Sua primeira campanha de deter a invasão Orc foi considerada um sucesso, mas não para ela. Os primeiros amigos que fez em pouco tempo haviam morrido, e ela foi surpreendida com a notícia de que seu pai estaria doente.

Após muito tempo, ela viu o seu pai.

Sempre teve uma visão positiva dele, um homem alto, forte, alguém que transmitia uma confiança inimaginável, mas vê-lo ali, deitado na cama, fez toda visão que alimentava de seu pai ser destruída.

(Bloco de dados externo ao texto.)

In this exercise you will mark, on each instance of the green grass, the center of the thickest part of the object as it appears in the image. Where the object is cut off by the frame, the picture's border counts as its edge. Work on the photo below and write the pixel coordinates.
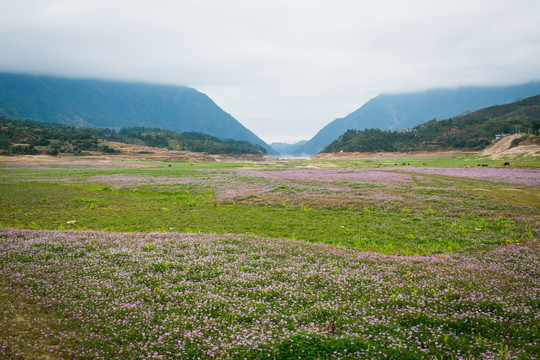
(144, 287)
(38, 205)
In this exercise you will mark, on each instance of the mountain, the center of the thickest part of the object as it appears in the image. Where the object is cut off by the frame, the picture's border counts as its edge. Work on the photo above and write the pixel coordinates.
(474, 131)
(29, 138)
(287, 149)
(399, 111)
(113, 104)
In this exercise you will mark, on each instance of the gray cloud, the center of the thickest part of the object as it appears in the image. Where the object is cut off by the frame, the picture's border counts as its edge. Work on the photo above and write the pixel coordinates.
(283, 68)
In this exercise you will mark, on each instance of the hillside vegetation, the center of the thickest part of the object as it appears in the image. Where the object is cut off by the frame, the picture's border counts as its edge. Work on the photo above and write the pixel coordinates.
(473, 131)
(29, 138)
(393, 112)
(113, 104)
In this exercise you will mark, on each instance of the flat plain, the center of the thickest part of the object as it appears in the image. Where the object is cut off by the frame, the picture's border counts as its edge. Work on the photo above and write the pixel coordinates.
(414, 257)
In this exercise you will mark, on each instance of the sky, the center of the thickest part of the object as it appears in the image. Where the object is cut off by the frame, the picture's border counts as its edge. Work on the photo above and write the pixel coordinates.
(283, 68)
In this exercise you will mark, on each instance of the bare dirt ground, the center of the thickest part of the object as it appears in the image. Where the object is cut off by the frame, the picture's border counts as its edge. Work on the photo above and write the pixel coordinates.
(501, 148)
(388, 154)
(498, 150)
(138, 152)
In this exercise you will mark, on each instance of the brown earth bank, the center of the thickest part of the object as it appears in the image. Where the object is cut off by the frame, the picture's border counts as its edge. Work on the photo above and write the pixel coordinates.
(501, 148)
(139, 152)
(389, 154)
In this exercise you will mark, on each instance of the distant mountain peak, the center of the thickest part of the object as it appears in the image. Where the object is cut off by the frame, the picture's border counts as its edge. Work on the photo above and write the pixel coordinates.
(116, 104)
(398, 111)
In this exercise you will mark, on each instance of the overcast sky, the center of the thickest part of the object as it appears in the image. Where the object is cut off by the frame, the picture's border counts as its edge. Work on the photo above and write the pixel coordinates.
(283, 68)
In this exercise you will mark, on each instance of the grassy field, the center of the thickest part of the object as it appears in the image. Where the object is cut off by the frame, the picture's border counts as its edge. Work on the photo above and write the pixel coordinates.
(347, 258)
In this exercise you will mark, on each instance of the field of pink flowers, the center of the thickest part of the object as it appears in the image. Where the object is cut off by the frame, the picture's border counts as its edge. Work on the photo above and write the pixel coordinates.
(165, 296)
(243, 287)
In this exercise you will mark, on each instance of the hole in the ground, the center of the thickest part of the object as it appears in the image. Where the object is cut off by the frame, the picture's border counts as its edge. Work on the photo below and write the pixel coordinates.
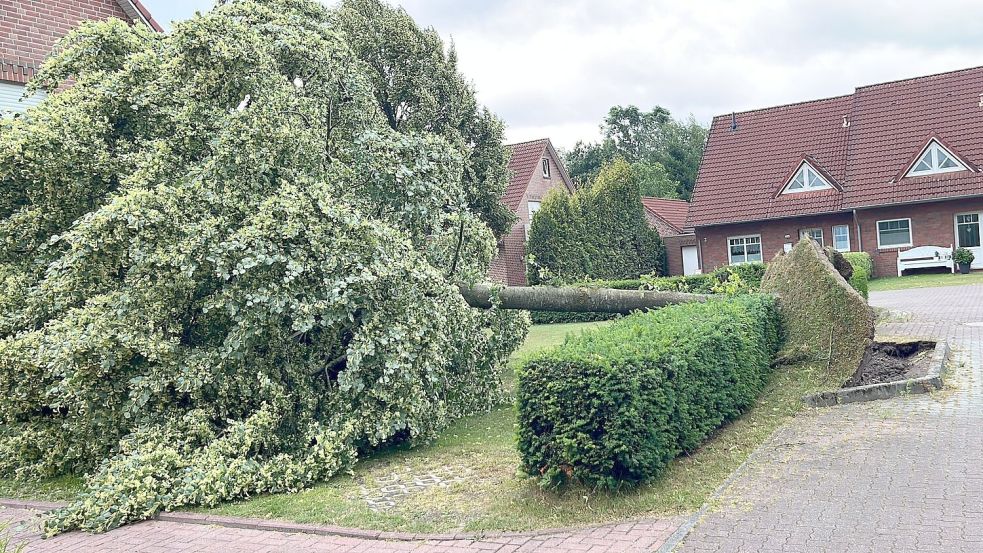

A fim de compensar o tempo perdido, Fangil passou o máximo de tempo possível que o restava com a filha. Sempre martelava na cabeça dela a ideia de unificar todo centro-leste, um sonho que sempre teve, alimentando essa ideia na sua filha que lembrava em muito a sua falecida esposa, mas agora, com quinze anos, Ayla já havia moldado o seu senso crítico. Ela sabia que escolhas tomar, qual caminho seguir, quais alianças fazer e em quem confiar, afinal, ela foi treinada para isso.

Seu pai já não tinha tanto tempo sobrando, então tentou convencer a filha a se casar com algum nobre poderoso, mas ela negou veementemente.  Na mente de Ayla, o seu marido teria que se parecer com seu pai em seus dias de glória, alguém que não fosse somente forte, mas que transmitisse isso para uma nação.

Enquanto as moças de sua idade formavam uma família, eram cortejadas com frequência e tinham uma vida regada a bailes e festas, ela continuou centrada, focada em se fortalecer, alimentando em si o sonho de seu pai. Dizia para si mesma que não precisava de nada disso, mentia para si, dizendo ser superior aquelas meninas.

Isso a isolou.

Seus conselheiros costumavam influenciar suas decisões, e ela aceitava coisa ou outra para evitar conflito. O jogo deles era escancarado, e por entender isso através de nuances, Ayla passou a desconfiar de todos eles.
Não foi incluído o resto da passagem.